AWS is known for our unique culture and approach to innovation. We have taken this methodology and adapted it specifically to help customers innovate and solve business problems with data. We call it the AWS Data-Driven Everything Program (D2E). We have helped hundreds of customers using D2E. We recently ran a D2E session for a customer in the travel industry that found it challenging to build a unified view of its customer with rich demographic and behavioral attributes. Our travel industry customer wanted to microsegment its customers to personalize support and improve its net promoter scores (NPS) by more than 20 percent. The outcome of the D2E was an aspirational vision for a customer 360 capability, a plan to build a minimum viable product (MVP) version of the product, and fast-follower features to iteratively deliver improvements to the unified customer profile product.

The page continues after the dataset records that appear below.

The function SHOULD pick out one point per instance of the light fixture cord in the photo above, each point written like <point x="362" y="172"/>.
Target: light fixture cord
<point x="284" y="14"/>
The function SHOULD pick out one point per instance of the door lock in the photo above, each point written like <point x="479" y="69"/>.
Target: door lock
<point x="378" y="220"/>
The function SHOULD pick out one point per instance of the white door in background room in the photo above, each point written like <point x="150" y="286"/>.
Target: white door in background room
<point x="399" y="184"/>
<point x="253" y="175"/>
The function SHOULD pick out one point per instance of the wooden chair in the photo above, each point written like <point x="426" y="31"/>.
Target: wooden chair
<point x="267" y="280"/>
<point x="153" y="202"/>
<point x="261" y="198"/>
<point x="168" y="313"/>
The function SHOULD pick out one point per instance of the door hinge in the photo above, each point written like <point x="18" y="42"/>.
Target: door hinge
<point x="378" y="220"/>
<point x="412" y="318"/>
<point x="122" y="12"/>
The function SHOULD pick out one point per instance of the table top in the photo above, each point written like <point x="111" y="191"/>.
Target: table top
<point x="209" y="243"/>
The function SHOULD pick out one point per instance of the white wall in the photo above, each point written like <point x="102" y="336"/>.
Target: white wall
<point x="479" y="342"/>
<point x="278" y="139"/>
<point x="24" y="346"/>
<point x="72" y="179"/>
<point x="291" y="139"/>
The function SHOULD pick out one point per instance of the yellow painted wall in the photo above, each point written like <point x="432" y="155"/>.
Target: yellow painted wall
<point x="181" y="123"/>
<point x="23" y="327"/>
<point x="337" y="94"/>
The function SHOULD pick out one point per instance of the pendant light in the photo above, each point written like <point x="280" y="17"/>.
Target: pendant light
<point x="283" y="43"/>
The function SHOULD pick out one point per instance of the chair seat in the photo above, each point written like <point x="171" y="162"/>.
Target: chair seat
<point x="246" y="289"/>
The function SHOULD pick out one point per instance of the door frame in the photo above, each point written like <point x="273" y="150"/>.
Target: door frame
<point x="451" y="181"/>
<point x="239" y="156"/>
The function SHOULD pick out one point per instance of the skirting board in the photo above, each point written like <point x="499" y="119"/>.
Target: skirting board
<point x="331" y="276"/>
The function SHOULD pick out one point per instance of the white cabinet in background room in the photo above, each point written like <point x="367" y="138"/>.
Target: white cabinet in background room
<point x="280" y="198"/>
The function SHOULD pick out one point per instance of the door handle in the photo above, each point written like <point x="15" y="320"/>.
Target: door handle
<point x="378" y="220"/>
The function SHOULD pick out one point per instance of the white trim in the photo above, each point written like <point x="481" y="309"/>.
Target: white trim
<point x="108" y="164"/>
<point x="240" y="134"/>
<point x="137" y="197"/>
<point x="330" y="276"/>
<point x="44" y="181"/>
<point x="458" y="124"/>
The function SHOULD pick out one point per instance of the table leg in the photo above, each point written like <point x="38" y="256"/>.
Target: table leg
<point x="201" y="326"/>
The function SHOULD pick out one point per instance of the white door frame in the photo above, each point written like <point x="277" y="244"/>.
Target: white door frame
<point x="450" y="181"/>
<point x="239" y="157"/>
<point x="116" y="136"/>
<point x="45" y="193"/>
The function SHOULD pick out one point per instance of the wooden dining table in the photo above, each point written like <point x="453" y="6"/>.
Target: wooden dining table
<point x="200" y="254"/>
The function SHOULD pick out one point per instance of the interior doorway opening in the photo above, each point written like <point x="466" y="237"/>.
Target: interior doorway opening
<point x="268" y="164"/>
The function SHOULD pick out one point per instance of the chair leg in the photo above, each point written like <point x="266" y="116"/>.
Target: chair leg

Airports can get started on building and improving their data platforms. AWS Consulting and Technology Partners can help airports build faster or implement proven solutions. AWS offers a range of services, such as AWS Lake Formation to build a secure data lake platform, Amazon Forecast to forecast business outcomes easily and accurately using ML, and Amazon SageMaker to build, train, and deploy ML models. All AWS customers can reach out to their account manager, who can help them get started and bring in solutions architects and subject matter experts to provide guidance and support. We even have an AWS Professional Services team to help customers and Partners achieve desired business outcomes with AWS.
So, what’s next for airports and data? In part because of the COVID-19 pandemic, recent airport capacity constraints, and the recent advances in technology, I expect it to get much easier for airports to share data and to use this data in a more meaningful way: to forecast capacity issues and put plans in place to address them, to offer personalized services to passengers, and to better collaborate with their business stakeholders.
I look forward to future conversations with people I meet to go beyond, Why don’t airports know…? to being asked, How does the airport know? Not only will the airport know, but the passengers will know too. And they’ll love it.